Like countless substances both natural and synthetic, they appear safe enough if you don't eat a substantial amount of them. How do the quantities involved in the studies compare to the levels we end up consuming? Nobody ever seems to address that.
since these chemicals accumulate in the body, if we're absorbing them from the environment they could reach toxic levels. but what if we don't measure toxicity just by death, but by worsening health? if i or my child has some mysterious ailment, how do we know it's not from PFOS chemicals, or many of the other synthetic chemicals industries have been pumping into our air, water, and earth for decades?
Because everything is toxic in large-enough quantities.
Threads like this always end up semantically identical to the Unabomber's manifesto. Sometimes that kind of throw-the-baby-out reaction is justified, as in the leaded-gasoline example, while sometimes it's not.
this is some real bad faith arguing saying my point is semantically identical to the unabomber manifesto. i really don't think it's close to that, since i'm not arguing for any kind of primitivism, nor for killing people to get there. and if you agree that this throw-the-baby-out reaction is justified sometime, maybe this is actually one of those cases?

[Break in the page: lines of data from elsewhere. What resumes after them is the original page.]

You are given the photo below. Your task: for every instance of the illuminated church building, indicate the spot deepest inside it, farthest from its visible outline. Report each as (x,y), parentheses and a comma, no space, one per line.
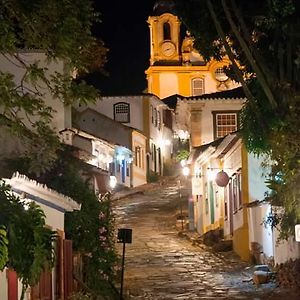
(175,66)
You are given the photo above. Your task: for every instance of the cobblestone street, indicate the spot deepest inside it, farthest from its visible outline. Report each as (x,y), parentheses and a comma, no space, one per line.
(163,264)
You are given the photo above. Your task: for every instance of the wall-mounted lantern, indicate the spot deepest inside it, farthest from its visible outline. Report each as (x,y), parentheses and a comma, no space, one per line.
(222,178)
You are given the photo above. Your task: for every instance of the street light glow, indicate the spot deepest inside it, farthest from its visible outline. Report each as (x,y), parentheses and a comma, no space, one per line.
(186,171)
(112,181)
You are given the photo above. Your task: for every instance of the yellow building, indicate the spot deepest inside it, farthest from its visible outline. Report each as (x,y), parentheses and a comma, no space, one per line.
(175,66)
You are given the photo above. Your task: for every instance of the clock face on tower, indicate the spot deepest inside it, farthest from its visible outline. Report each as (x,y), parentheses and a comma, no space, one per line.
(168,49)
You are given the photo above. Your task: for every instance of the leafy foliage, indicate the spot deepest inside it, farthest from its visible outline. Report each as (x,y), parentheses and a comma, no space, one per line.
(92,228)
(42,45)
(3,247)
(29,242)
(262,36)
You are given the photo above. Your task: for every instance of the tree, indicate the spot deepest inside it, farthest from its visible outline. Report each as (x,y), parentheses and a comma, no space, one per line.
(61,30)
(26,244)
(92,227)
(263,38)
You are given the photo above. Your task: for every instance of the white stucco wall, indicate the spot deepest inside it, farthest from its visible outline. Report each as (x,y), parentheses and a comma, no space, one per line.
(105,106)
(168,83)
(54,218)
(285,250)
(257,188)
(207,123)
(62,115)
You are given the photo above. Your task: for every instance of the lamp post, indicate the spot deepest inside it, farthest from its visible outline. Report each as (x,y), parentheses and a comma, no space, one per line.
(180,202)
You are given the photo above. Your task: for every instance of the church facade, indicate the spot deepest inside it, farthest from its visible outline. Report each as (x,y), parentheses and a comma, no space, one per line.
(176,67)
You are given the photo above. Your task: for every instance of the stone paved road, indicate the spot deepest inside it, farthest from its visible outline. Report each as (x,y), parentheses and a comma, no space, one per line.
(160,264)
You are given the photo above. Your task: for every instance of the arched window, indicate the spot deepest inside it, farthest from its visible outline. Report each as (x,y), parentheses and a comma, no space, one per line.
(167,31)
(197,86)
(122,112)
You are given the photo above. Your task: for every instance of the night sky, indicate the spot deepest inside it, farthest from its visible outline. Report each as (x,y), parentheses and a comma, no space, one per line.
(124,30)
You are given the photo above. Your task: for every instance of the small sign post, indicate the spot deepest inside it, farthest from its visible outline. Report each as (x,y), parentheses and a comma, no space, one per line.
(297,232)
(125,237)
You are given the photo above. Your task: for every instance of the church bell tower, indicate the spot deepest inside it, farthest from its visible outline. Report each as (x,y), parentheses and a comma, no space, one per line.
(164,34)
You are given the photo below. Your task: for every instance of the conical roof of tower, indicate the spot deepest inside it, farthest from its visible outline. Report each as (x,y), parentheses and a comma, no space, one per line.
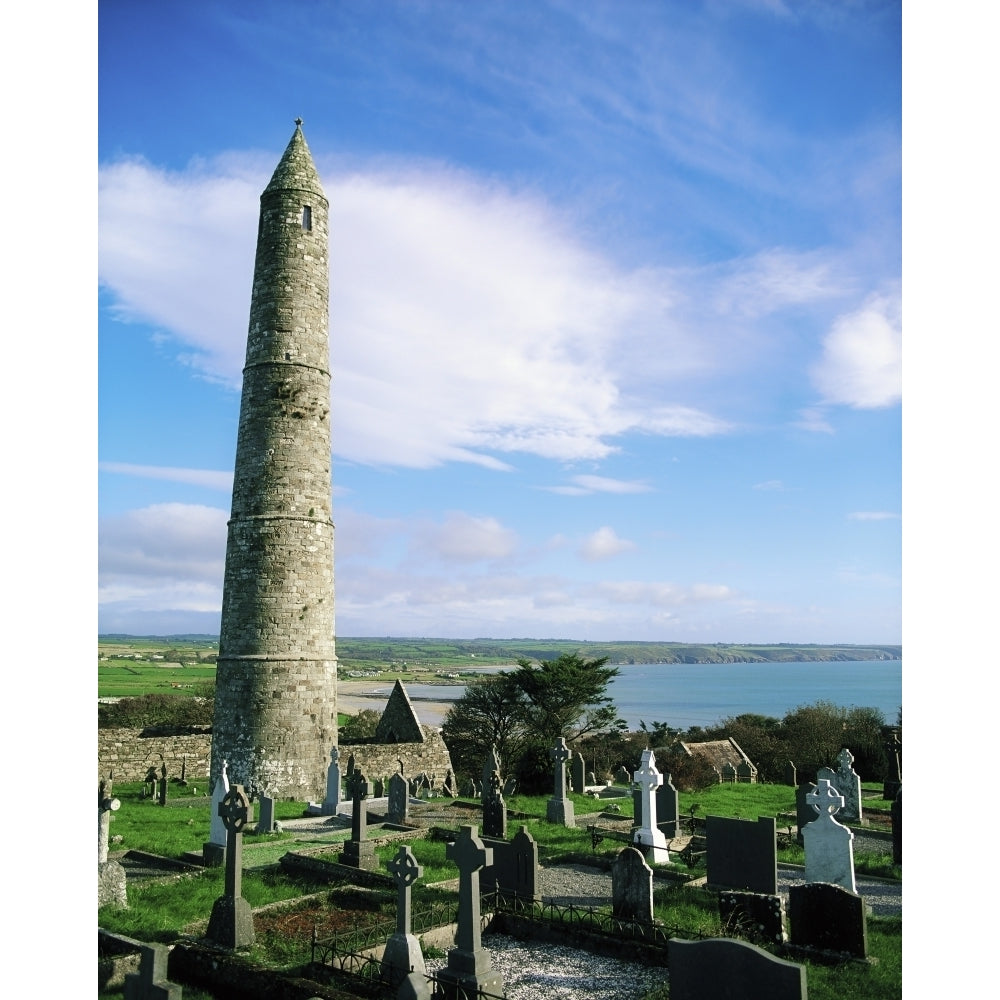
(296,170)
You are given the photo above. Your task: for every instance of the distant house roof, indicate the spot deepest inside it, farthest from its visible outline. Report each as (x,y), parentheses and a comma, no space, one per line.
(718,753)
(399,722)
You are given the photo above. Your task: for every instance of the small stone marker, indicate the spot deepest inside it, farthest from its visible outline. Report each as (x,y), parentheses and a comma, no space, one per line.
(829,918)
(151,982)
(829,845)
(559,809)
(494,808)
(399,800)
(402,953)
(848,784)
(649,839)
(632,887)
(359,852)
(213,851)
(111,881)
(231,923)
(720,969)
(469,967)
(332,800)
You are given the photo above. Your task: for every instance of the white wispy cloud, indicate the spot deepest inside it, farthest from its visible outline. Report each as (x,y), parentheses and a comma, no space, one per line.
(210,478)
(505,333)
(862,361)
(604,544)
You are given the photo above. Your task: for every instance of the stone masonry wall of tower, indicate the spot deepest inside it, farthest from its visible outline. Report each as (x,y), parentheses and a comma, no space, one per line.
(276,702)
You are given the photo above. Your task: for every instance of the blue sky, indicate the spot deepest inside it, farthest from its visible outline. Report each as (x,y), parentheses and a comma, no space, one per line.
(615,310)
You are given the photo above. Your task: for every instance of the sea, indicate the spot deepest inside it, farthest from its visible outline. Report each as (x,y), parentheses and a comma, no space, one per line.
(682,695)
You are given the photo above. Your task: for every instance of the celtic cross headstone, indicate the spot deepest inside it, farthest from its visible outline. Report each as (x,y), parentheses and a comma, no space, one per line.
(231,923)
(559,809)
(402,953)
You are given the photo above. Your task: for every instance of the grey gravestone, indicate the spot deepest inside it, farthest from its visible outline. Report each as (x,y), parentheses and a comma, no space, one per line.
(753,916)
(514,872)
(742,854)
(468,967)
(559,809)
(829,845)
(359,852)
(231,923)
(265,819)
(649,838)
(632,887)
(150,982)
(848,784)
(111,888)
(402,953)
(668,808)
(829,918)
(399,799)
(804,813)
(718,969)
(494,808)
(896,814)
(213,851)
(491,763)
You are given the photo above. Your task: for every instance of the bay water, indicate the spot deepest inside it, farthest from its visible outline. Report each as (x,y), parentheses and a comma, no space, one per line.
(701,694)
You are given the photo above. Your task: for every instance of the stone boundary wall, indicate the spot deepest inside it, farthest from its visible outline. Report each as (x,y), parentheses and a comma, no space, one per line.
(129,753)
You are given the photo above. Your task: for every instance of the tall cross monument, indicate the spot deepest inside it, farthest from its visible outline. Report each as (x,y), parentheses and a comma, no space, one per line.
(276,696)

the point of the article, and what i think you're ignoring, is the decades of cover-up by the corporate producers of these chemicals to protect their profits. that's not a good look if they're convinced their products are worth the damage
> Because everything is toxic in large-enough quantities.
We mostly don't take things in the large-enough quantities to make them poisonous. We cook on teflon for entire lifetimes, scraping food off of it, throwing out the pans when we visibly see the coating coming off.
> Threads like this always end up semantically identical to the Unabomber's manifesto.
No, they don't. But suggestions of regulation or political change somehow always get compared to terrorism.